Above all, she counted on the goodness of God. Also, as a sincere and pious Catholic, she comforted herself by prayer.
Dick Sand had arranged so as to remain at the helm during the night. He slept five or six hours in the day, and that seemed enough for him, as he did not feel too much fatigued. During this time Tom or his son Bat took his place at the wheel of the helm, and, thanks to his counsels, they were gradually becoming passable steersmen.
Often Mrs. Weldon and the novice talked to each other. Dick Sand willingly took advice from this intelligent and courageous woman. Each day he showed her on the ship's chart the course run, which he took by reckoning, taking into account only the direction and the speed of the ship. "See, Mrs. Weldon," he often repeated to her, "with these winds blowing, we cannot fail to reach the coast of South America. I should not like to affirm it, but I verily believe that when our vessel shall arrive in sight of land, it will not be far from Valparaiso."
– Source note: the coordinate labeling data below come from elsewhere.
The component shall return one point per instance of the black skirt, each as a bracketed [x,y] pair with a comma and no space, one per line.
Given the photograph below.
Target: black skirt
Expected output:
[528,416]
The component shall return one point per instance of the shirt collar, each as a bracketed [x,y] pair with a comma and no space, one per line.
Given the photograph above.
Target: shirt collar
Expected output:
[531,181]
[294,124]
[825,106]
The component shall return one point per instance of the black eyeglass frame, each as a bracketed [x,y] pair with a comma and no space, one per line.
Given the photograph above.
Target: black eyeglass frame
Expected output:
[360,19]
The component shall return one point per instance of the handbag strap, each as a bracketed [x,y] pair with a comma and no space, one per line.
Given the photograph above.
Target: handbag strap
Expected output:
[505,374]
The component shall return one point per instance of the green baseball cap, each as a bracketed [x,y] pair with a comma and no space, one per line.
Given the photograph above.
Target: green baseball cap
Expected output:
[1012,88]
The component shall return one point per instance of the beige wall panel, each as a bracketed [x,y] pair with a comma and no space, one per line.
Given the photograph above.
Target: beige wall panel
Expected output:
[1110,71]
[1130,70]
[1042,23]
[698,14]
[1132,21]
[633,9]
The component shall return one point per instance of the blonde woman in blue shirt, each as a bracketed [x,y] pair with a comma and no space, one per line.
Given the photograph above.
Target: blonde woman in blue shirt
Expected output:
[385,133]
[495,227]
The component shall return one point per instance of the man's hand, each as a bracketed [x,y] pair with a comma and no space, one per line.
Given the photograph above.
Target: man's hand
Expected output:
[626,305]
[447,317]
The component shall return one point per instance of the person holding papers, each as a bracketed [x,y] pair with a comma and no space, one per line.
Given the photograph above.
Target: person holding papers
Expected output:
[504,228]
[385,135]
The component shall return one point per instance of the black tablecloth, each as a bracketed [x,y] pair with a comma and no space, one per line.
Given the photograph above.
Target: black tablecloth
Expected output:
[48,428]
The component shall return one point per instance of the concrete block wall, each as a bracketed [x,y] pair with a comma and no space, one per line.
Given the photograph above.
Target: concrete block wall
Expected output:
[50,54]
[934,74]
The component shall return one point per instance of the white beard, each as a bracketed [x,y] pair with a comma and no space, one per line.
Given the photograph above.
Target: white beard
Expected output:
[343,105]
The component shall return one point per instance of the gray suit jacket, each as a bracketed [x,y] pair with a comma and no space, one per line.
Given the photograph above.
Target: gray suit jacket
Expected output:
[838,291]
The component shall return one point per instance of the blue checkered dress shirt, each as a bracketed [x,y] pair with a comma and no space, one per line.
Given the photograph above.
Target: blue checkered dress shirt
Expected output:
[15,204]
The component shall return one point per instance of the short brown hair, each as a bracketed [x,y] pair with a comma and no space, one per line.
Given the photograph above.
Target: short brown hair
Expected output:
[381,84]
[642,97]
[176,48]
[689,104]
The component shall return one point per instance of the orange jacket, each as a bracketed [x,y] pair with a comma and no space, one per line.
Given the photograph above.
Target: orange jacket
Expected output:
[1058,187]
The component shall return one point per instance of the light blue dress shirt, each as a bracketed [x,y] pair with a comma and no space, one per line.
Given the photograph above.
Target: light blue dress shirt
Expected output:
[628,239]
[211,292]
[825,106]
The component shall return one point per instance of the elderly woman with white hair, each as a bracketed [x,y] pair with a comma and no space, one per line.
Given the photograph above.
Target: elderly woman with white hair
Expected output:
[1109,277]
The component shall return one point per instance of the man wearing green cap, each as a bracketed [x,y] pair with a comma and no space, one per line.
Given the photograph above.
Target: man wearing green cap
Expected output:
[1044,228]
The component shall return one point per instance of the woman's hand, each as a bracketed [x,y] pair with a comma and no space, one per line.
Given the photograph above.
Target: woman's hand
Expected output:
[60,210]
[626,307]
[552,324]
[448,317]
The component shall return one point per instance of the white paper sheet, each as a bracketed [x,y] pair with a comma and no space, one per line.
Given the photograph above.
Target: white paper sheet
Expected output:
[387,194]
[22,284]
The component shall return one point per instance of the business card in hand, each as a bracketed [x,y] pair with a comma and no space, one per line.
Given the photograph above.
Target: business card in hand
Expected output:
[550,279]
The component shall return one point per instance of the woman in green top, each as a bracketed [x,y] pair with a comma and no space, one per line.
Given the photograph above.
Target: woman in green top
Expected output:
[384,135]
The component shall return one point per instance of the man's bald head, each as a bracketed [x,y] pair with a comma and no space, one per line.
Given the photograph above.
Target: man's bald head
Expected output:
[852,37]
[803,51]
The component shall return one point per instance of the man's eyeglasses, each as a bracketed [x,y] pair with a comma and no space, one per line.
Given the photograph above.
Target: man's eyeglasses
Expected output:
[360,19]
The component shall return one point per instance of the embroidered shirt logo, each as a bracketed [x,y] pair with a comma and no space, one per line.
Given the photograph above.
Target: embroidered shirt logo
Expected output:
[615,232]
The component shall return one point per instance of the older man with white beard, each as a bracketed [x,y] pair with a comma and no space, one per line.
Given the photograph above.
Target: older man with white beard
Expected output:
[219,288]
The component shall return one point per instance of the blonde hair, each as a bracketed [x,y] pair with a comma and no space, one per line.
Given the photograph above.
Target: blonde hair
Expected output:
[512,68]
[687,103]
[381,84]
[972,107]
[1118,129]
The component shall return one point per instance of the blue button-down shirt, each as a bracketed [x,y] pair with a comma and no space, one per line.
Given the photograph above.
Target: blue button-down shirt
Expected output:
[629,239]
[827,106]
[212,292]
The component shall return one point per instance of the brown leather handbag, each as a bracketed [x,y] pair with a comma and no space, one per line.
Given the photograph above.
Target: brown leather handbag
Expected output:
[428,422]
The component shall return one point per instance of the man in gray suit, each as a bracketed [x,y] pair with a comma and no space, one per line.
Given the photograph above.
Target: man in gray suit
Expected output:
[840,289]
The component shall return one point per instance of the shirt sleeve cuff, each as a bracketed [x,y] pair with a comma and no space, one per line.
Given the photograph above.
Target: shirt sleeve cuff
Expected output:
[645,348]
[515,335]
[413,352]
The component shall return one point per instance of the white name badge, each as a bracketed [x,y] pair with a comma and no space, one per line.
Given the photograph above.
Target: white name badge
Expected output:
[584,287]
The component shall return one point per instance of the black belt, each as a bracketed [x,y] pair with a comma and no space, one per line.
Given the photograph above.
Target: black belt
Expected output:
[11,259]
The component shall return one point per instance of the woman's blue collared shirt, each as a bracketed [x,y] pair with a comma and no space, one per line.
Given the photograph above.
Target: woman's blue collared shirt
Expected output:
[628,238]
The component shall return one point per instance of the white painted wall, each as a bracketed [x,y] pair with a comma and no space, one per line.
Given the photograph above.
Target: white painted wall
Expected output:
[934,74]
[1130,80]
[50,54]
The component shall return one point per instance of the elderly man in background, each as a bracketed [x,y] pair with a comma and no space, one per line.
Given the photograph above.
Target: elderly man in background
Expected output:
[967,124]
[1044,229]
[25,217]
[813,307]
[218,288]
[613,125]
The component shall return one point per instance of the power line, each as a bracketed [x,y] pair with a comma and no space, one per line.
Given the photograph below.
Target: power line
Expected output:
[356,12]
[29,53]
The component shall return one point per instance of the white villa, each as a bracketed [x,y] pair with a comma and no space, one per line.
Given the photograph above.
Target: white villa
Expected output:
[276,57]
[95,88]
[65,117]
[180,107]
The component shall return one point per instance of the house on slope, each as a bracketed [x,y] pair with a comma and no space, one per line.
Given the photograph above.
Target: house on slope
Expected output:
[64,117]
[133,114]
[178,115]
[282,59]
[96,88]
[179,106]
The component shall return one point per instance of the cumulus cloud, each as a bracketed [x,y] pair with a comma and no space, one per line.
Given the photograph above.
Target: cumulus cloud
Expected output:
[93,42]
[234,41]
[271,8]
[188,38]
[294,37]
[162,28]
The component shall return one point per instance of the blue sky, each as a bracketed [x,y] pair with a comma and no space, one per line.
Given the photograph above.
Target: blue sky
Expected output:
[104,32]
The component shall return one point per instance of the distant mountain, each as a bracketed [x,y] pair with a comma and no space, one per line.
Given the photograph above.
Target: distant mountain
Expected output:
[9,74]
Mrs. Weldon could not doubt the direction of the vessel was right, favored above all by those winds from the northwest. But how far the "Pilgrim" still seemed to be from the American coast! How many dangers between her and the firm land, only counting those which might come from a change in the state of the sea and the sky!
Jack, indifferent like children of his age, had returned to his usual games, running on the deck, amusing himself with Dingo. He found, of course, that his friend Dick was less with him than formerly; but his mother had made him understand that they must leave the young novice entirely to his occupations. Little Jack had given up to these reasons, and no longer disturbed "Captain Sand."
So passed life on board. The blacks did their work intelligently, and each day became more skilful in the sailor's craft. Tom was naturally the boatswain, and it was he, indeed, whom his companions would have chosen for that office. He commanded the watch while the novice rested, and he had with him his son Bat and Austin. Acteon and Hercules formed the other watch, under Dick Sand's direction. By this means, while one steered, the others watched at the prow.
Even though these parts were deserted, and no collision was really to be feared, the novice exacted a rigorous watch during the night. He never sailed without having his lights in position--a green light on the starboard, a red light on the larboard--and in that he acted wisely.
All the time, during those nights which Dick Sand passed entirely at the helm, he occasionally felt an irresistible heaviness over him. His hand then steered by pure instinct. It was the effect of a fatigue of which he did not wish to take account.
Now, it happened that during the night of the 13th to the 14th of February, that Dick Sand was very tired, and was obliged to take a few hours' rest. He was replaced at the helm by old Tom.
The sky was covered with thick clouds, which had gathered with the evening, under the influence of the cold air. It was then very dark, and it was impossible to distinguish the high sails lost in the darkness. Hercules and Acteon were on watch on the forecastle.
Aft, the light from the binnacle only gave a faint gleam, which the metallic apparatus of the wheel reflected softly. The ship's lanterns throwing their lights laterally, left the deck of the vessel in profound darkness.
Toward three o'clock in the morning, a kind of hypnotic phenomenon took place, of which old Tom was not even conscious. His eves, which were fixed too long on a luminous point of the binnacle, suddenly lost the power of vision, and he fell into a true anaesthetic sleep.
Not only was he incapable of seeing, but if one had touched or pinched him hard he would probably have felt nothing.
So he did not see a shadow which glided over the deck.
It was Negoro.
Arrived aft, the head cook placed under the binnacle a pretty heavy object which he held in hand.
Then, after observing for an instant the luminous index of the compass, he retired without having been seen.